(A) GFP expression patterns of different cis-element constructs during late blastula stage. The injected embryos were collected at 5 hpf for GFP visualization and photography. The embryos shown in lateral view with dorsal to the right. The A-Bp (A–C), B-Bp (D–F) and C-Bp (G–I) constructs show strong GFP expression in half of the embryo. The ABCR-Bp (J–K) construct shows strong GFP expression in the mesendoderm lineage. (A, D, G, J). The first column is a bright field image, the second column is green fluorescence and third column is a merged picture. (L) Endogenous sox17 expression pattern at 5 hpf. (B) Embryos injected with sox17 constructs have different GFP expression patterns during the gastrula stage. The injected embryos were collected at 8 hpf for GFP visualization and photography. The embryos were shown in lateral view with dorsal to the right. The A-Bp (A–C), B-Bp (D–F) and C-Bp (G–I) constructs show strong GFP expression in half of the embryo. The ABCR-Bp (J–K) construct shows strong GFP expression (A, D, G, J). The first column is a bright field image, the second column is green fluorescence and the third column is a merged picture. (L) Endogenous sox17 expression pattern at 8 hpf. (C) Double fluorescent in situ hybridization for egfp and endogenous genes The expression pattern for A-Bp-GFP (A–D), B-Bp-GFP (E–H), C-Bp-GFP (I–L), and ABCR-Bp-GFP (M–P) are obtained from embryos at 6 hpf. The egfp mRNA are indicated as green (C, G, K and O), foxa2 (B, F and J) and sox17 (N) mRNA are shown as red. The merged image (D, H, L and P) indicated the co-localization of egfp with endogenous foxa2 or sox17 at endoderm cells.

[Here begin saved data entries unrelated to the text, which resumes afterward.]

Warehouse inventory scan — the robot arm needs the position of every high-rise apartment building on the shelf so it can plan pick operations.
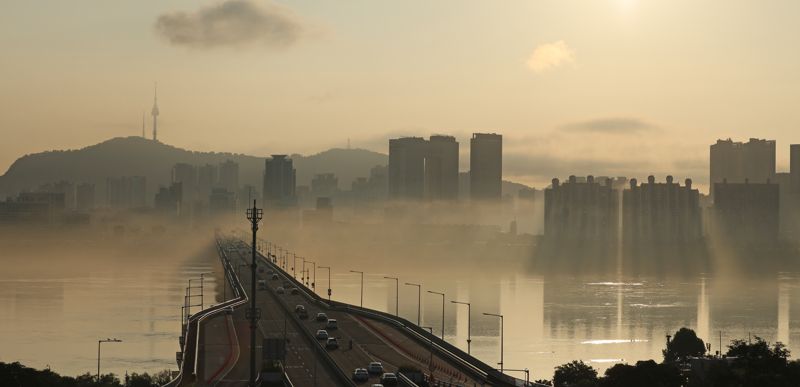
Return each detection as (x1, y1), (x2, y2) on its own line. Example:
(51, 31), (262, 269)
(389, 137), (428, 200)
(544, 176), (619, 244)
(425, 135), (458, 200)
(469, 133), (503, 199)
(219, 160), (239, 192)
(263, 155), (297, 207)
(709, 138), (775, 198)
(622, 176), (703, 247)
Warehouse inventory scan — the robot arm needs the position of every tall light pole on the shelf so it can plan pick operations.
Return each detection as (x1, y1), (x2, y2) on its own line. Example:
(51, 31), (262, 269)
(97, 338), (122, 383)
(350, 270), (364, 308)
(450, 301), (472, 355)
(406, 282), (422, 326)
(314, 266), (333, 301)
(420, 327), (433, 379)
(383, 277), (400, 317)
(306, 261), (317, 294)
(292, 253), (303, 279)
(428, 290), (444, 341)
(483, 313), (503, 374)
(247, 200), (264, 387)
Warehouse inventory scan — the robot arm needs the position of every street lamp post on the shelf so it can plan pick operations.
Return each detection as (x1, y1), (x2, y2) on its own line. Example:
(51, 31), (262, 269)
(350, 270), (364, 308)
(450, 301), (472, 355)
(483, 313), (503, 374)
(428, 290), (444, 341)
(97, 338), (122, 383)
(420, 327), (433, 380)
(247, 200), (264, 387)
(406, 282), (422, 326)
(314, 266), (333, 301)
(383, 277), (400, 317)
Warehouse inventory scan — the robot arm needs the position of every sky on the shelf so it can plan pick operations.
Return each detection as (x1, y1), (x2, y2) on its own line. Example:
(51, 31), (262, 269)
(0, 0), (800, 192)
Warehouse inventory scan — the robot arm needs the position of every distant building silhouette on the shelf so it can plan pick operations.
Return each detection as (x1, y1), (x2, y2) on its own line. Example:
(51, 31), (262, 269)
(789, 144), (800, 193)
(75, 183), (95, 211)
(263, 155), (297, 207)
(219, 160), (239, 192)
(311, 173), (339, 198)
(710, 138), (775, 199)
(389, 137), (428, 200)
(208, 188), (236, 215)
(155, 182), (184, 216)
(544, 176), (619, 243)
(197, 164), (217, 202)
(425, 135), (458, 200)
(150, 87), (159, 141)
(106, 176), (147, 209)
(714, 181), (780, 245)
(622, 176), (703, 247)
(469, 133), (503, 199)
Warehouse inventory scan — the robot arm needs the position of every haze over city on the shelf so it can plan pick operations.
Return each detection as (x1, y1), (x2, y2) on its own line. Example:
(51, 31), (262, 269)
(0, 0), (800, 189)
(0, 0), (800, 387)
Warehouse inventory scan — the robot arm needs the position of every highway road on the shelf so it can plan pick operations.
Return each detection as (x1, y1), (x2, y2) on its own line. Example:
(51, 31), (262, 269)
(226, 243), (485, 386)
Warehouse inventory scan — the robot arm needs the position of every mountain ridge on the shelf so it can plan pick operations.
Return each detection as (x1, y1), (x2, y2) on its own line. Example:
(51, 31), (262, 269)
(0, 136), (526, 200)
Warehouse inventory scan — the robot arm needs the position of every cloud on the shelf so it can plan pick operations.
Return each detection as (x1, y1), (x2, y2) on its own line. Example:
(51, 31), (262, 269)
(560, 117), (658, 134)
(155, 0), (305, 48)
(528, 40), (575, 73)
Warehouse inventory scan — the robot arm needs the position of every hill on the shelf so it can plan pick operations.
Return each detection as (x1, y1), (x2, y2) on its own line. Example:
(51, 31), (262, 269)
(0, 137), (388, 198)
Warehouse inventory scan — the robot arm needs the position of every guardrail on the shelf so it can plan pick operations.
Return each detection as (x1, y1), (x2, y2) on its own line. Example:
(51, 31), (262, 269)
(244, 241), (518, 386)
(225, 239), (356, 387)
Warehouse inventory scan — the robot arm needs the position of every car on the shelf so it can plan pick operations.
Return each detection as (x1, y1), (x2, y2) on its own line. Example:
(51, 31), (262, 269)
(353, 368), (369, 382)
(325, 337), (338, 352)
(367, 361), (383, 374)
(325, 318), (339, 329)
(381, 372), (398, 386)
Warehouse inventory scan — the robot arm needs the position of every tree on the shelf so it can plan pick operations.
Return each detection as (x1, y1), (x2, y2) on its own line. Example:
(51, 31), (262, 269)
(662, 328), (706, 362)
(553, 360), (597, 387)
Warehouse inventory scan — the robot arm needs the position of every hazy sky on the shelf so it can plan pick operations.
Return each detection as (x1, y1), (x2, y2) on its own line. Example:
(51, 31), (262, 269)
(0, 0), (800, 186)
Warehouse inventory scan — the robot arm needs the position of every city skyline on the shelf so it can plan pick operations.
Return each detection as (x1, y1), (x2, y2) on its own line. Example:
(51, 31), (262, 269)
(0, 0), (800, 185)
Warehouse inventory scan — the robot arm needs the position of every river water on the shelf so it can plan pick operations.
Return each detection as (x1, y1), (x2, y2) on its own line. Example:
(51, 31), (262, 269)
(0, 238), (219, 376)
(0, 236), (800, 378)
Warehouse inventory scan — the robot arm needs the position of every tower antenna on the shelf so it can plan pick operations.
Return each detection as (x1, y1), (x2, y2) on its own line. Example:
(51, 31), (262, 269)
(150, 82), (158, 141)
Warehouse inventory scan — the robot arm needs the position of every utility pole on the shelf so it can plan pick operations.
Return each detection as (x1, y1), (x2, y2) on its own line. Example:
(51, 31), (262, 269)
(97, 338), (122, 384)
(247, 200), (264, 387)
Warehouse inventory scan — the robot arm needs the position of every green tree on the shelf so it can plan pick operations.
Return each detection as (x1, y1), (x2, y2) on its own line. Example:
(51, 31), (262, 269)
(553, 360), (597, 387)
(662, 328), (706, 362)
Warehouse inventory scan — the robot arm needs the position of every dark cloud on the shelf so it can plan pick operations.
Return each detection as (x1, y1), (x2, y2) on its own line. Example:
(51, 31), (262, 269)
(155, 0), (304, 48)
(561, 117), (658, 134)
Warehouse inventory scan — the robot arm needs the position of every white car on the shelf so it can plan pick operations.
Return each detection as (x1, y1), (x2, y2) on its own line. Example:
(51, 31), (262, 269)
(325, 318), (339, 329)
(367, 361), (383, 374)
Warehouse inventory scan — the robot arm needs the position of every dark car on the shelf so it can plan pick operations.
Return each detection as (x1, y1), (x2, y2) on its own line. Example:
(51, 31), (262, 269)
(353, 368), (369, 382)
(381, 372), (397, 386)
(325, 337), (338, 352)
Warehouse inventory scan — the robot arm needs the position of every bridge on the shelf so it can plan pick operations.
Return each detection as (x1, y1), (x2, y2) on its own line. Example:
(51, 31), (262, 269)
(166, 236), (532, 387)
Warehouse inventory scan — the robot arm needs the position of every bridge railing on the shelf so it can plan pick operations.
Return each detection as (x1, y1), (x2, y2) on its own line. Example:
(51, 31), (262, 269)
(164, 239), (248, 387)
(250, 242), (520, 386)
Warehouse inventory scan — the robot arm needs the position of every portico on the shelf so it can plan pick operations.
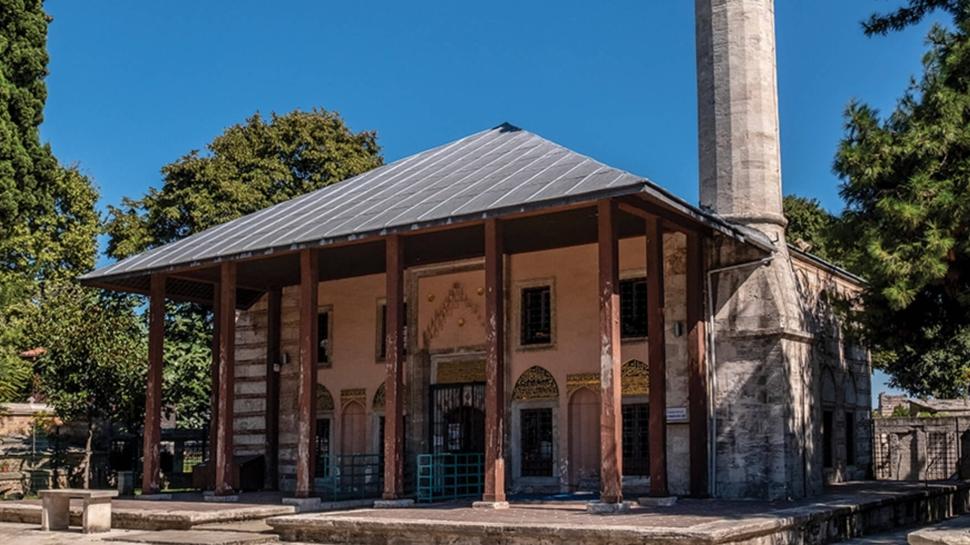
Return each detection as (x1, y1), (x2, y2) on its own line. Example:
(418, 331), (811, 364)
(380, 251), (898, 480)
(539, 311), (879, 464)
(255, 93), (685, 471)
(85, 125), (752, 506)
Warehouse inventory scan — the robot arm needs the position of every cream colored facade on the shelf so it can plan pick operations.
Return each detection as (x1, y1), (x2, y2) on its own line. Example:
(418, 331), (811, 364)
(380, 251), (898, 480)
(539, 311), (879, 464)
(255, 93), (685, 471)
(229, 233), (871, 495)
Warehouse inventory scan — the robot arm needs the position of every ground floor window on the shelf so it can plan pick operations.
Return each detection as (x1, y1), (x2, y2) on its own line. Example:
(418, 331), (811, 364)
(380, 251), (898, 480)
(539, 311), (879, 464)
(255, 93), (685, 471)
(316, 418), (330, 478)
(623, 403), (650, 477)
(822, 410), (833, 467)
(519, 408), (553, 477)
(845, 411), (855, 466)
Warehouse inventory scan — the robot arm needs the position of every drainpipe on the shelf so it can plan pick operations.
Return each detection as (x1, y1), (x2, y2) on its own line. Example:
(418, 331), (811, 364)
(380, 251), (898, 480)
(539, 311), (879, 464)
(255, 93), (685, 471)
(705, 253), (775, 498)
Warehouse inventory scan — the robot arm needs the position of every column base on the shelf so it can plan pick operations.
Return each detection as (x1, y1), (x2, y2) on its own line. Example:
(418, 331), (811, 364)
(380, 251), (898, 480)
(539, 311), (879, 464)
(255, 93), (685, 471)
(374, 498), (414, 509)
(472, 501), (509, 509)
(586, 500), (631, 515)
(283, 498), (323, 513)
(135, 494), (172, 501)
(202, 494), (239, 503)
(637, 496), (677, 507)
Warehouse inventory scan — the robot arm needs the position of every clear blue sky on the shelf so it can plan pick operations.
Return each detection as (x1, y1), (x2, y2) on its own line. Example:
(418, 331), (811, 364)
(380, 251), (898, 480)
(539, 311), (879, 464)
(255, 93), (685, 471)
(42, 0), (928, 400)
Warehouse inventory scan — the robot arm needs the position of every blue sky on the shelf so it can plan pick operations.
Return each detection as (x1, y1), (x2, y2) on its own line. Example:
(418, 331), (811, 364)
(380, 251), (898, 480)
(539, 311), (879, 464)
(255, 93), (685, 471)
(42, 0), (928, 400)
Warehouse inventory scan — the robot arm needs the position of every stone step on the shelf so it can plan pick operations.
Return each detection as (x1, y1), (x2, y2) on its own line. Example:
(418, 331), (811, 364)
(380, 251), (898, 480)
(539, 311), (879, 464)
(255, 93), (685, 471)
(104, 530), (280, 545)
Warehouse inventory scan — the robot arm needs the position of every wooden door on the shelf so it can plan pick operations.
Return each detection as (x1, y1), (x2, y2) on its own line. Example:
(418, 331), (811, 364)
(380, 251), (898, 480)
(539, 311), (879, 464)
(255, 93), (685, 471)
(568, 388), (600, 490)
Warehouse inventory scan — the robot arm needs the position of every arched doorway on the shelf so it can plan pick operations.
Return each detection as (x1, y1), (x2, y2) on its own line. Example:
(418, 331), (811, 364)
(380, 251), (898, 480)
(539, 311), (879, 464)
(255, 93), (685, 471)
(444, 406), (485, 453)
(569, 388), (600, 490)
(340, 401), (367, 454)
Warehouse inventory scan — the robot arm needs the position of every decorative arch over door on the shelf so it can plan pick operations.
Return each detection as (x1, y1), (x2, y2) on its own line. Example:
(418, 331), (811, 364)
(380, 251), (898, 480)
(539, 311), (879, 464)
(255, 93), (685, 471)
(512, 365), (559, 401)
(314, 383), (334, 477)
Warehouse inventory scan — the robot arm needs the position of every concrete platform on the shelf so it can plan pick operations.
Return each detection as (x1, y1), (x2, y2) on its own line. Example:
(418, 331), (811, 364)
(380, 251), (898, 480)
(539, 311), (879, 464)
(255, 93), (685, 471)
(266, 482), (970, 545)
(0, 497), (296, 530)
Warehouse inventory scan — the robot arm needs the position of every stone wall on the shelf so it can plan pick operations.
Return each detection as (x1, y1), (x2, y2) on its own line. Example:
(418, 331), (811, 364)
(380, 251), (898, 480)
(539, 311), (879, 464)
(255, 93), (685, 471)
(713, 241), (872, 499)
(873, 416), (970, 481)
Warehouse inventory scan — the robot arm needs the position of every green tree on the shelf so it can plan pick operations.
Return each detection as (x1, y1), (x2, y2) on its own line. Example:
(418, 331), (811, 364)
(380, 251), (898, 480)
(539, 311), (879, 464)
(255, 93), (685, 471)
(783, 195), (845, 265)
(107, 109), (382, 427)
(21, 282), (147, 488)
(0, 0), (100, 401)
(835, 0), (970, 397)
(107, 109), (381, 258)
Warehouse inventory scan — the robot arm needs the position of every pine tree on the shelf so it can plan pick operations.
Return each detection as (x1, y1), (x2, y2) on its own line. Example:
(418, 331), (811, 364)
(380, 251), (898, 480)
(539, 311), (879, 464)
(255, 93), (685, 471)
(0, 0), (100, 401)
(107, 109), (381, 428)
(835, 0), (970, 397)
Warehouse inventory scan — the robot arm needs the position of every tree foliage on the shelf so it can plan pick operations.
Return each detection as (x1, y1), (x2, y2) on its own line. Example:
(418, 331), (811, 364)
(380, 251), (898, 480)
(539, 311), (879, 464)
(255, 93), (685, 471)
(862, 0), (970, 36)
(21, 282), (147, 423)
(783, 195), (846, 265)
(107, 109), (382, 427)
(0, 0), (100, 401)
(835, 0), (970, 397)
(21, 282), (146, 488)
(107, 109), (381, 258)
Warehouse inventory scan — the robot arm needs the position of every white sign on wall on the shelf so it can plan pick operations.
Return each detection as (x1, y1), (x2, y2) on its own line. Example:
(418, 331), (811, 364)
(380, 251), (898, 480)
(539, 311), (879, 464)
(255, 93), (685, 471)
(667, 407), (687, 424)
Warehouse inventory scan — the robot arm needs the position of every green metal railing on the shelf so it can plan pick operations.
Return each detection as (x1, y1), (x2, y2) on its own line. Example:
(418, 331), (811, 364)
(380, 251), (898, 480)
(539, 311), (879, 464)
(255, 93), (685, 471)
(316, 454), (384, 501)
(417, 452), (485, 502)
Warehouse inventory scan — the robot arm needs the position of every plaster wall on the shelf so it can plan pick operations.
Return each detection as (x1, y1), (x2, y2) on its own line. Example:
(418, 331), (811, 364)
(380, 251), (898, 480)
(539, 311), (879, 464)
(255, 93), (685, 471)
(235, 234), (689, 494)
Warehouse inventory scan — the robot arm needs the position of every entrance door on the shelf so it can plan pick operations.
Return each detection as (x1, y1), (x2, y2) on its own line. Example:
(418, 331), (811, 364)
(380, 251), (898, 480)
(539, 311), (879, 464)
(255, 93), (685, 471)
(569, 388), (600, 490)
(431, 382), (485, 454)
(340, 401), (367, 454)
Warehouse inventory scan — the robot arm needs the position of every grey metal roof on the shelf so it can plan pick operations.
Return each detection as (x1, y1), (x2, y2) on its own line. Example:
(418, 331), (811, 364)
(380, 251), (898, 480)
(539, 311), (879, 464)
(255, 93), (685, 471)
(81, 123), (772, 281)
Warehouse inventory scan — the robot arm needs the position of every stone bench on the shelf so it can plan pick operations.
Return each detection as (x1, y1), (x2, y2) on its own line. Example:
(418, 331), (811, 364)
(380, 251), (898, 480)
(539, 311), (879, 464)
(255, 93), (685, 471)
(39, 488), (118, 534)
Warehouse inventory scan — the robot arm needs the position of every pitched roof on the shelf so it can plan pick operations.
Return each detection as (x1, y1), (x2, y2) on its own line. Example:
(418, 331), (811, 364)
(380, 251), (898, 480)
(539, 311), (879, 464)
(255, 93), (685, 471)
(81, 123), (773, 281)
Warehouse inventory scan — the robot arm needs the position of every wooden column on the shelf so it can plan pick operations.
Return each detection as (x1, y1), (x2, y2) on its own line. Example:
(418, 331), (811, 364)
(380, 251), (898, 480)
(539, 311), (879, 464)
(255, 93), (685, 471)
(646, 216), (668, 496)
(384, 235), (404, 500)
(296, 250), (320, 498)
(141, 274), (165, 494)
(597, 200), (623, 503)
(687, 232), (708, 497)
(482, 218), (505, 503)
(206, 283), (220, 490)
(266, 287), (283, 490)
(215, 261), (236, 496)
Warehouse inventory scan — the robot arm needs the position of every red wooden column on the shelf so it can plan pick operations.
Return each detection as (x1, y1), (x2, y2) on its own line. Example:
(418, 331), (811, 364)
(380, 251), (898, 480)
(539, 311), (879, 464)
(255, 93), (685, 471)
(597, 200), (623, 503)
(206, 283), (220, 490)
(266, 287), (283, 490)
(141, 274), (165, 494)
(482, 218), (505, 504)
(687, 231), (708, 497)
(296, 250), (320, 498)
(384, 235), (404, 500)
(646, 216), (667, 496)
(215, 261), (236, 496)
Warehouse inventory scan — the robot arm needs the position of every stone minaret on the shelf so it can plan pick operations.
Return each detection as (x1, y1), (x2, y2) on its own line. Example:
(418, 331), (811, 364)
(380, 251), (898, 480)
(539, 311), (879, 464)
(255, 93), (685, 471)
(696, 0), (821, 499)
(697, 0), (786, 237)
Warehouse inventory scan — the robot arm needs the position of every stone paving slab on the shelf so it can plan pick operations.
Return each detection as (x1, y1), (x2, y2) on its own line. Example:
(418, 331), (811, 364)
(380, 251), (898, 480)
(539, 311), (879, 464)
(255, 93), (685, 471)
(266, 483), (968, 545)
(907, 516), (970, 545)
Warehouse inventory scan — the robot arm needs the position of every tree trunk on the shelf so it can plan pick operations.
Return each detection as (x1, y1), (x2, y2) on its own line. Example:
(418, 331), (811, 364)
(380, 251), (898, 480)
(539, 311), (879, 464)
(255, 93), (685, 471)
(84, 415), (94, 490)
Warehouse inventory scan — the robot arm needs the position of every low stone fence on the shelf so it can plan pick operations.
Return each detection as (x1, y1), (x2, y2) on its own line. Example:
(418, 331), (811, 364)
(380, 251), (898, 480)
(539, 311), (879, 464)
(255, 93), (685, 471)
(872, 416), (970, 481)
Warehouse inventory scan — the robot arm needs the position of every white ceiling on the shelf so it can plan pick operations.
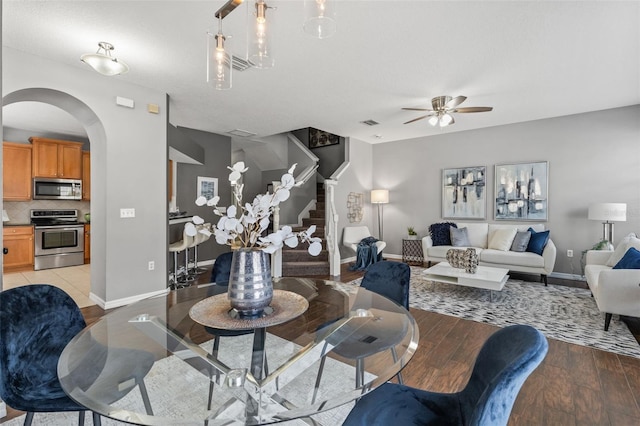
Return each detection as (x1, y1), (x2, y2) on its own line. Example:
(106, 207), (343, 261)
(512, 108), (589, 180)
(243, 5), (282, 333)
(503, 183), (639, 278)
(2, 0), (640, 143)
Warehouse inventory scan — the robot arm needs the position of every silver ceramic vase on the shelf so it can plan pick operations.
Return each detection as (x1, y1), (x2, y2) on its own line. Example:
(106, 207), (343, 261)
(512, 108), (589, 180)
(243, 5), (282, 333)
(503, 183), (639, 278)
(228, 248), (273, 317)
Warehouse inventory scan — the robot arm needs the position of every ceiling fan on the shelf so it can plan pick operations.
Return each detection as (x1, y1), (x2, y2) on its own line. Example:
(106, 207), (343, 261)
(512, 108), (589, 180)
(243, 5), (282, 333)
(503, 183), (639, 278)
(402, 96), (493, 127)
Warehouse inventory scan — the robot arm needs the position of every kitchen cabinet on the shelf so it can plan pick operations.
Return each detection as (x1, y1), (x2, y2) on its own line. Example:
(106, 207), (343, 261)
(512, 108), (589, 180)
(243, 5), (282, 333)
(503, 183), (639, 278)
(2, 225), (34, 269)
(84, 223), (91, 263)
(29, 137), (83, 179)
(82, 151), (91, 201)
(2, 142), (32, 201)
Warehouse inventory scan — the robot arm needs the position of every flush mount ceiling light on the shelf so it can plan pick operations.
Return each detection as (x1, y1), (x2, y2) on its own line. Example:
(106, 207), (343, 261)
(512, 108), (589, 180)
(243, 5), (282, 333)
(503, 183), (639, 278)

Electrophoretic mobility shift assays of pou5f1 binding site on the sox17 cis-element module B. (A) The sequence of the B module, the red line indicated the probe for the binding assay. Red line indicated the sequence for making a probe. (B) A different amount of nuclear extract (0.5, 1 and 2 μl) was added into each reaction as indicated. A different amount of specific competitors (10, 50 and 100 μM) was added into the reaction as indicated. Two complexes were detected when the probe was added into nuclear extracts (NE). The upper band can be specifically competed with a specific competitor but not with a non-specific competitor that was denoted as “S”. The “NS” indicates the lower band, which is non-specific because it can be competed with both specific and non-specific competitors.